Her iki Gini katsayısı ile yapılan tahmin bulguları göstermektedir ki, düşük orta ve yüksek orta gelirli ülkeler, gelirin yeniden dağılım politikalarına en hassas ülke grubudur.

Literatürde, önceki kısımlarda yer alan teorik ve ampirik çalışmalar, geliri yeniden dağıtan politikaların yüksek gelirli ülkelerde ekonomik büyüme müşevviklerini olumsuz etkilediğine dair bulgulara yer vermektedir. Ancak özellikle düşük orta ve yüksek orta gelirli ülkelerde geliri yeniden dağıtan politikaların ekonomik büyümeyi teşvik edici özelliği sıkça tartışılmaktadır. Bu noktada önemli olan yeniden dağılım politikalarından hangi gelir grubunun en fazla fayda sağladığının belirlenmesidir.
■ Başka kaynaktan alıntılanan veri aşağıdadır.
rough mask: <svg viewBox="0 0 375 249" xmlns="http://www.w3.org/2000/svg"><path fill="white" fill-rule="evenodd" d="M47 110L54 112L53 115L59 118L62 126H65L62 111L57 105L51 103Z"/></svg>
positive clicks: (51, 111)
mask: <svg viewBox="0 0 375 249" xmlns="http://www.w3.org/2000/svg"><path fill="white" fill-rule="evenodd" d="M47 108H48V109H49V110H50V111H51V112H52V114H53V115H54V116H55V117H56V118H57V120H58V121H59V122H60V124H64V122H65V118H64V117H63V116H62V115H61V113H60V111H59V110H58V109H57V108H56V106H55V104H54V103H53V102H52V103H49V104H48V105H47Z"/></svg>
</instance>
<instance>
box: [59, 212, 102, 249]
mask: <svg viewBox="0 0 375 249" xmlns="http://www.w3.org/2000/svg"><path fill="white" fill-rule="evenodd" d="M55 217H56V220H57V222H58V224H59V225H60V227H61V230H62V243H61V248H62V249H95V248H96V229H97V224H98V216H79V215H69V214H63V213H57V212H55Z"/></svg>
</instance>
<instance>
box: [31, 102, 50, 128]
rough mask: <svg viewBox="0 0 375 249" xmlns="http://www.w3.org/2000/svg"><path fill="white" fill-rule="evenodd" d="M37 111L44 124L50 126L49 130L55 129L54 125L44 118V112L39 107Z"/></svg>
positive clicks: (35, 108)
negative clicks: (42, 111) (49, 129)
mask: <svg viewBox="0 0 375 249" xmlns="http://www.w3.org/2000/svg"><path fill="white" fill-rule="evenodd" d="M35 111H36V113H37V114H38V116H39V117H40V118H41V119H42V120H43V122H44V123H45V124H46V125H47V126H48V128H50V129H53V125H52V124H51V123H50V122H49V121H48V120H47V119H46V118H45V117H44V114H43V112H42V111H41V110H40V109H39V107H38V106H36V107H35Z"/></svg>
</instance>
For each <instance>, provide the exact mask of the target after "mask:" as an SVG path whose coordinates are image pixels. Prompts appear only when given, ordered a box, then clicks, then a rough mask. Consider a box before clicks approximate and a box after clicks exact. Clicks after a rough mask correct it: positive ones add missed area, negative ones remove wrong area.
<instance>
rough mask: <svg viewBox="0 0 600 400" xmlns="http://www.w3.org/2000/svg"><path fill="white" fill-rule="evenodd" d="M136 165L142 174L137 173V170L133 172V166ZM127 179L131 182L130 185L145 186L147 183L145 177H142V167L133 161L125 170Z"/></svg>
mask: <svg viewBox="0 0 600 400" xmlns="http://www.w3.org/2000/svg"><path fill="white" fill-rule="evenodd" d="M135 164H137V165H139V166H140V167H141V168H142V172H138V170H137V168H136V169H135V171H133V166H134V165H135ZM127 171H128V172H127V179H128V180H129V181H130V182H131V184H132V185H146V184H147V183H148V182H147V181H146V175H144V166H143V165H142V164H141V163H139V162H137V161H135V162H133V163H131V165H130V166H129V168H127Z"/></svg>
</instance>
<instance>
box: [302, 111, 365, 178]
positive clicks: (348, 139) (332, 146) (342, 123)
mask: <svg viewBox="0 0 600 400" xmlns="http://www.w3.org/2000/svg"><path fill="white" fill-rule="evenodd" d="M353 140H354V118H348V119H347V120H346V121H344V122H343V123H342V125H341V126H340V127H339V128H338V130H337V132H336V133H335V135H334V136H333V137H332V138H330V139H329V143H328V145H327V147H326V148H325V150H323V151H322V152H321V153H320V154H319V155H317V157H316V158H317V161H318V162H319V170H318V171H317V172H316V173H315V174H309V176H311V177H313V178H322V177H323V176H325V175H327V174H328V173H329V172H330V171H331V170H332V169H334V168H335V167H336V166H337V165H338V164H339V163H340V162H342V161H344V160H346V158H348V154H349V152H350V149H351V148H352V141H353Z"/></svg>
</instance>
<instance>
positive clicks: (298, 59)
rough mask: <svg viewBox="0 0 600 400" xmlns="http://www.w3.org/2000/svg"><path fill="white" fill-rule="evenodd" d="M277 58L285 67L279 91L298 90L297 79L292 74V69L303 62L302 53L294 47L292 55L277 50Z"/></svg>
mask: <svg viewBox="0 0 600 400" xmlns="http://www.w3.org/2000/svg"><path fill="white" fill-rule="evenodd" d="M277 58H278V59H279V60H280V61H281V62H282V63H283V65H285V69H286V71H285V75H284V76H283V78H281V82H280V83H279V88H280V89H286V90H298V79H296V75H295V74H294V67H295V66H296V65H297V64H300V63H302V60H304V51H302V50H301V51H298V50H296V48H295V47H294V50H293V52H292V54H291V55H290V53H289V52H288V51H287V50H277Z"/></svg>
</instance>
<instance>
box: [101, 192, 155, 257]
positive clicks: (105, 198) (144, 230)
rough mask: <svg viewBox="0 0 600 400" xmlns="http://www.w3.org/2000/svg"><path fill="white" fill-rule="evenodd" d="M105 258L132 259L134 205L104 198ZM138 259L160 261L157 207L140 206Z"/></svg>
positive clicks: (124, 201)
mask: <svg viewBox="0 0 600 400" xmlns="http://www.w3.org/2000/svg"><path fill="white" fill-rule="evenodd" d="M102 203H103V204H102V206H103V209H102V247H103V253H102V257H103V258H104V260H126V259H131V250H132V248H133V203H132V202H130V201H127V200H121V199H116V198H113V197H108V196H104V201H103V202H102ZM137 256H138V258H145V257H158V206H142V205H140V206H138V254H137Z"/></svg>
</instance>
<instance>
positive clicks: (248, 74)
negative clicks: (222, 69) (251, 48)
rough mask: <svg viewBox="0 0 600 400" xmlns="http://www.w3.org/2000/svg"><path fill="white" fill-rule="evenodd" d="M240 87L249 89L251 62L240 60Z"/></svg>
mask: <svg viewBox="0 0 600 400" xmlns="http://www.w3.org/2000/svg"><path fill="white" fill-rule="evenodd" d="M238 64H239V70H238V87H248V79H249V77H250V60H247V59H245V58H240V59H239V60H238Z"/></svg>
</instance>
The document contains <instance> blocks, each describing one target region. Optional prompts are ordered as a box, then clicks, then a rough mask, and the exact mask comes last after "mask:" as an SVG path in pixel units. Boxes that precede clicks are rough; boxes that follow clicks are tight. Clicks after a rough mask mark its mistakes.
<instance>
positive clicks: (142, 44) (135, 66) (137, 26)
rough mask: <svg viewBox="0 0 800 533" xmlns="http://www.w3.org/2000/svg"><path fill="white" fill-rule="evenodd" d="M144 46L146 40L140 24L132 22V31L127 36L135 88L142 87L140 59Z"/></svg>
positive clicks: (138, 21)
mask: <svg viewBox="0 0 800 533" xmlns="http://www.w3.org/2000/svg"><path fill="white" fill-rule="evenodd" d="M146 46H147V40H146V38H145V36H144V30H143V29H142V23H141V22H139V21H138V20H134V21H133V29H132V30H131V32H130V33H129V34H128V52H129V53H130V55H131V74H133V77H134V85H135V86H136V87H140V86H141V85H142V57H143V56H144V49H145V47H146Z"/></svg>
Bu itibarla, bu husus, düşük orta gelirli ülkelerin tahmin bulguları değerlendirilirken ayrıca ele alınacaktır.

Bir taraftan da Tablo 13’teki eşik eşitsizlik seviyesinin altında anlamsız ve üstünde anlamlı olan, Tablo 14’te eşiğin hem altında hem üstünde anlamlı olan ve gelir eşitsizliğinin ekonomik büyümeyi arttıracağı şeklindeki sonuç, ampirik literatürdeki doğrusal olmayan çalışmaların sonuçları ile de örtüşebilmektedir. Panelde yer alan ülkelerin eşitlik seviyesi, ekonomik yapıları birbirinden farklı olduğu için yüksek eşitsizliğin daha fazla eşitlikçi ülkelerde büyümeyi teşvik edebileceği şeklinde çıkarımda

bulunan Banarjee ve Duflo (2003)’nun, eşitsizlikteki kısa ve uzun dönemdeki değişimin büyüklüğü ile eşitsizlik arasındaki ilişkinin doğrusal olmadığı şeklindeki bulgularına benzer olabilir21. Nitekim eşitsizlik seviyesinin altında ve üzerinde, kısa ve uzun dönemde eşitsizliğin büyüme üzerine etkisinin yönü değişebilir. Tahminlerin 21 yılık verilerle gerçekleştirildiği ele alındığında bu durum göz ardı edilmemelidir. Başlangıç gelir seviyeleri farklı olan veya gelir dağılımının farklı yüzdelik seviyelerindeki eşitsizliklerin, büyüme üzerindeki etkilerinin farklılaştığı şeklindeki değerlendirmeleri olan Barro (2000), Pagano (2004), Voitchovsky (2005)’nin çalışmaları ile ülkelerin heterojen yapısını ve analizlerdeki içsellik sorununu göz önünde bulundurarak eşik değer analizinden faydalanan Lin vd. (2009) ile Khalifa ve El Hag (2010)’ın bulguları, analiz sonuçları kapsamında denk veya benzer şekilde değerlendirilebilir22.